While I work on my book for NaNoWriMo, here’s another blast from the past… IOW, a post from way back when, in 2006, when publishing was a different world… yet it wasn’t.
This topic’s been brewing in my mind ever since the 2005 RWA National conference, and a young writer’s thoughtful post yesterday reminded me of it. At the 2005 conference, one of the keynote speakers was Debbie Macomber, who gave a poignant talk about her struggles to become a published writer. During the journey, she decided she’d never become a published author unless she took a chance and quit her day job to write full time. She gave herself a year (if I recall) and told her husband she’d go back to work if she hadn’t sold by then.
It wasn’t easy (is it ever?). She struggled to pay the bills. Right before she sold (which was also right before her self-imposed deadline), she struggled to come up with the postage to mail her submission to Silhouette. Though we are talking back in the eighties (again, I think), that couldn’t have been more than ten bucks. Can you imagine not being able to come up with ten bucks, with having to choose whether to eat lunch, or mail your manuscript? I can’t. Yet plenty of writers deal with this. Even more (published and not) have difficulty coming up with $75 for their RWA dues each year, or to fund attending National conference.
Do we have to struggle financially to sell? I don’t think so.
Perhaps the pressure gave Debbie Macomber that extra push to produce, to hone her craft, to excel. It would have the opposite effect on me. For me, this kind of stress is burdensome and stifling. I would not be able to produce. The quality of my work would suffer if I was worried about having the electricity shut off, or feeling guilty because we were eating ramen again instead of steak (or even chicken).
My late father in law was a gambler. My husband’s childhood memories include getting steak for dinner because the Lakers won – and eating macaroni and cheese (again) when they didn’t. My husband is never comfortable without having considerable savings. Many full-time authors still struggle to pay the bills, and live off of credit card debt. My husband would not be able to sleep at night if this were our case. Neither could I.
Granted, plenty of full-time writers are supported by a spouse or by retirement income, and while they may not have the standard of living they’d have with a regular paycheck, they don’t struggle financially. I was without a job for two years, thanks to the dot-com bust. We got by fine, but I always felt a cloud hovering over my head because we didn’t save anything during that time, much to my husband’s discomfort. Because I felt obligated to help in any way possible, I did all the child care and taxiing during that time, and often ran errands for my husband’s business. I ended up not producing any more writing than I did while working for a paycheck. I did freelance graphic design work to alleviate the burden somewhat, but the fact is, it was a huge relief when the current day job fell into my lap.

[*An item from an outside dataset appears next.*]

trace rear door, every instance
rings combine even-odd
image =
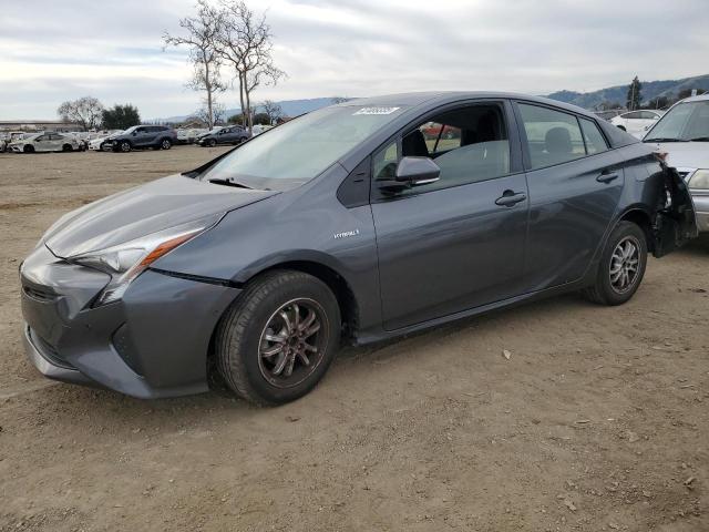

Many people posted blogs last week about what they are thankful for this Thanksgiving. Of course I’m thankful for family, friends, home, health and all that. I’m also thankful for my day job. It allows me to focus on my writing during my writing time, without worrying about credit card debt piling up or not being able to pay the mortgage. I’m fortunate that my day job is fairly low-stress, pays decently, and provides health insurance without requiring me to take work home. There are plenty of writers who work crappy-paying jobs to pay the bills while they try to sell, because they can’t get anything else that wouldn’t take too much time away from writing. These are the folks I really feel for. I have worked hard over many years to excel in my fields – graphic design and software development – but I still realize I’m very fortunate.
Each writer can only determine for her/himself which is the right path. The young woman linked above is smart to go to college and plan on a career where she can earn a good living. You can’t count on ever making a penny on writing. Sure, it would be great to get paid for the stuff I make up, and yes, I think my work is worth being paid for, but realistically, the odds are long. I don’t plan to quit the day job when I do sell (thinking positively), as I know how low the advances typically are for a first-time romance author. Plenty of successful authors continue to work a day job. For now, I consider my writing a second job. It works for me.
Without the suffering.
What do you think? Are writers with a hard luck story more deserving of success in their art? What is it about the whole “starving artist” thing that makes it seem so? How much are you willing to suffer for your art, whatever that may be? I’d love to hear from you!